Assessing beneficial ownership isn’t like looking for a needle in a haystack, it’s like looking for a needle in a pile of other needles. Tracing beneficial ownership to owners—especially outside the UK—is often difficult in practice, not least due to the different national disclosure regimes within the European Union (EU) itself.
So what is beneficial ownership? Why does it matter? And why do financial institutions (FIs) and companies need to sit up and take notice?
Let’s start at the beginning. A beneficial owner is an individual who ultimately owns or controls more than 25% of a company’s shares or voting rights, or who otherwise exercise control over the company or its management. Where such an interest is held through a trust, the trustee(s) or anyone who controls the trust will be registered as the beneficial owner(s).
Not everyone wants to be identified as the beneficial owner. Many criminals will deliberately use the opacity of corporate vehicles to hide their identity, the true purpose of the account and the source or use of funds or property associated with the corporate vehicle.
That might be for good old-fashioned tax avoidance purposes. It might be to prevent authorities tracking the proceeds of individual or corporate crime, such as money-laundering or bribery and corruption. Or it might even pull a cloak over state-sponsored terrorism activities. Whatever the reason, many individuals, corporates and other business entities are capitalizing on the traditionally lax rules governing beneficial ownership for ill-gain.
Beneficial ownership—the authorities are on the case
The authorities are fighting back. For example, the Financial Action Task Force (FATF), an international body that sets standards for anti-money laundering and counter-terrorist financing, has issued guidance for countries on beneficial ownership and for FIs on implementing a risk-based approach toward handling customers.

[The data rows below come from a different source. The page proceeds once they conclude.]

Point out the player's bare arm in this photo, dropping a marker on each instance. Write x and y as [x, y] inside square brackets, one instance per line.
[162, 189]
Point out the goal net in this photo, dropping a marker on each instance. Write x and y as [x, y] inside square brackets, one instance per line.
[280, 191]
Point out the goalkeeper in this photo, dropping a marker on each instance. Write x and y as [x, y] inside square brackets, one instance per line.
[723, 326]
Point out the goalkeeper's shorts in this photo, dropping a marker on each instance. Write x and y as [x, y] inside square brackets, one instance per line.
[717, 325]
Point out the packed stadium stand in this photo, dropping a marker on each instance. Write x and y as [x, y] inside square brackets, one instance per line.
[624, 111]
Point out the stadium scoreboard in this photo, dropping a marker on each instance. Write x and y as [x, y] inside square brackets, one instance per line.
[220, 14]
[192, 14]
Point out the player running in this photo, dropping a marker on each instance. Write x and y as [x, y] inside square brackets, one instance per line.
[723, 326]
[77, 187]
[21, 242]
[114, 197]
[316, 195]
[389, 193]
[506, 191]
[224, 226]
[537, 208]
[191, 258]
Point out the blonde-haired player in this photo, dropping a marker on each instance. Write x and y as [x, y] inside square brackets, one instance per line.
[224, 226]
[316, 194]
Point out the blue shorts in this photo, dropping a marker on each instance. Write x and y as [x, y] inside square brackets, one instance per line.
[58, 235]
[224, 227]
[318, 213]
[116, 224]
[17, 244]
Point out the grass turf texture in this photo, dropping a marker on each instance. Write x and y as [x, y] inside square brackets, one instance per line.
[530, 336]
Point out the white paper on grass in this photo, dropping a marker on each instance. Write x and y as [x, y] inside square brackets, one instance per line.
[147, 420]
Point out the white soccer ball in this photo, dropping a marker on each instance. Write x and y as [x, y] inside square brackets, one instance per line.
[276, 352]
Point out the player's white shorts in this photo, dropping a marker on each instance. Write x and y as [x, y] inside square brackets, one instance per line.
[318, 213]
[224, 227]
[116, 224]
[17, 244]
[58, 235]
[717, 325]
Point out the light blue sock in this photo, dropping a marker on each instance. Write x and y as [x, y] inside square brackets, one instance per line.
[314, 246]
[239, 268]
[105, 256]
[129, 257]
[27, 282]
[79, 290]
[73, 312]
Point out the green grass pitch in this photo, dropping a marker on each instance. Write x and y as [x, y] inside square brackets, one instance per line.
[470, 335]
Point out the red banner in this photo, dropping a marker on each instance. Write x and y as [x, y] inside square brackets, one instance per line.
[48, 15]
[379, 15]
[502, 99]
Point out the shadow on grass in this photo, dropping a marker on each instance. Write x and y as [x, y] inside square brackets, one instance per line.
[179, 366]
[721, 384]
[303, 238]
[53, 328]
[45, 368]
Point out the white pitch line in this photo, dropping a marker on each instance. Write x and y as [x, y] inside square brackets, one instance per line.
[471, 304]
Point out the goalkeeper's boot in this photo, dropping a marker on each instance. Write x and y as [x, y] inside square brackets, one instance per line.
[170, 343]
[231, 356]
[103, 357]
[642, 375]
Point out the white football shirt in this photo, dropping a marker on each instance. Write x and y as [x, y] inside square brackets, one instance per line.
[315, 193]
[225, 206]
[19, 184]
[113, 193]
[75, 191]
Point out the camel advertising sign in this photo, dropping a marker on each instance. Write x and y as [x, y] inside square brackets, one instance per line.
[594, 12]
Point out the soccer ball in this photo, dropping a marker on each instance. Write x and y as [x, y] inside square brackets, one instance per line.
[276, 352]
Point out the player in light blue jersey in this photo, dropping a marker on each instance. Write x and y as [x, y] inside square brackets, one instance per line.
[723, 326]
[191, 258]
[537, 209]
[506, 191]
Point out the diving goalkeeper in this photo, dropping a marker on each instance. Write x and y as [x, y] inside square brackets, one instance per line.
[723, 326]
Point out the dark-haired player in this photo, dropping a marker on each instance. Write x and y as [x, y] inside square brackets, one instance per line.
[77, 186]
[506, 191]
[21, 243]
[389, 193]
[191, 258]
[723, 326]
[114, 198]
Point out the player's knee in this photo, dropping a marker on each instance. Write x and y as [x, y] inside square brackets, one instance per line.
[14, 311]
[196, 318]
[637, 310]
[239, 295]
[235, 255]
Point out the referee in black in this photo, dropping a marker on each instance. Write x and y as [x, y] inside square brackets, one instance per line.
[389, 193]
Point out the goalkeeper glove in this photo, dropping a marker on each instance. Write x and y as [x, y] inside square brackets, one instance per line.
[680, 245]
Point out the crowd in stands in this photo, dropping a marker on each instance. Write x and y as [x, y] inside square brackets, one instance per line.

The FATF recommendations provide measures that address the transparency and beneficial ownership of legal persons, and it adds a series of recommendations that countries should adopt to prevent the misuse of legal persons from being misused for criminal purposes. These recommendations include:
- Assessing the risks associated with legal persons and legal arrangements
- Making legal persons and legal arrangements sufficiently transparent, and
- Ensuring that accurate and up-to-date basic and beneficial ownership information is available to competent authorities in a timely fashion.
Alongside this, the Fourth EU Money Laundering Directive was also published last year to crack down on money laundering, tax evasion and terrorist financing—making beneficial ownership a key provision of concern to corporates. The Directive must be implemented by member states by June 2017.
All of this represents a new step towards transparency and the introduction of public registers on the ultimate beneficial ownership of companies and other entities. None of it is easy to implement though. In fact, establishing beneficial ownership at the same time as global organizational structures becoming more complex is perhaps among the biggest challenges facing FIs today.
A lot of those challenges relate to data. There are huge issues surrounding data lineage, for example, data quality and the timeliness of the data. Moreover, different countries have different rules. Certain countries and off-shore tax havens, for example, have barriers in place to prevent the gathering of data on beneficial ownership—something that criminals are very quick to exploit.
Delivering ethical business growth
Organizations and trusts can adopt two different routes to collecting beneficial ownership data. Look at each record manually, or automate the process. The manual approach is prohibitive: too slow, too expensive and too prone to error. However, a semi-automated beneficial ownership data collection process streamlines the data collection process, delivers the necessary transparency and ethical business growth.
So what action can you take? Ideally, you want to deploy a solution that enables your organization to reach its core data assets relating to global share ownership quickly and efficiently. A solution that enables you to get to the ‘holy grail’ of beneficial ownership structures first time, more often and more quickly.
This is why it makes sense to use analysis and research tools to establish those links before you ‘deep dive’ into information on those businesses and people during the onboarding phase. This saves you time and money and potentially reduces the number of entities you then have to screen. For example, it enables you to:
- Visualise corporate ownership structures up to and including corporate ownership over 5% or more
- Add individual shareholders to ownership trees and reference your source of information for complete transparency and audit
- Source and maintain full ownership details, type of share ownership and percentage
Establishing beneficial ownership when global organizational structures are so complicated can be expensive and time-consuming. But increasing amounts of international legislation demand that you get it right, and report comprehensive information.
With the right systems and processes in place, you can identify that needle among the other needles, meet the compliance regulations surrounding transparency and onboard/manage client relationships more successfully.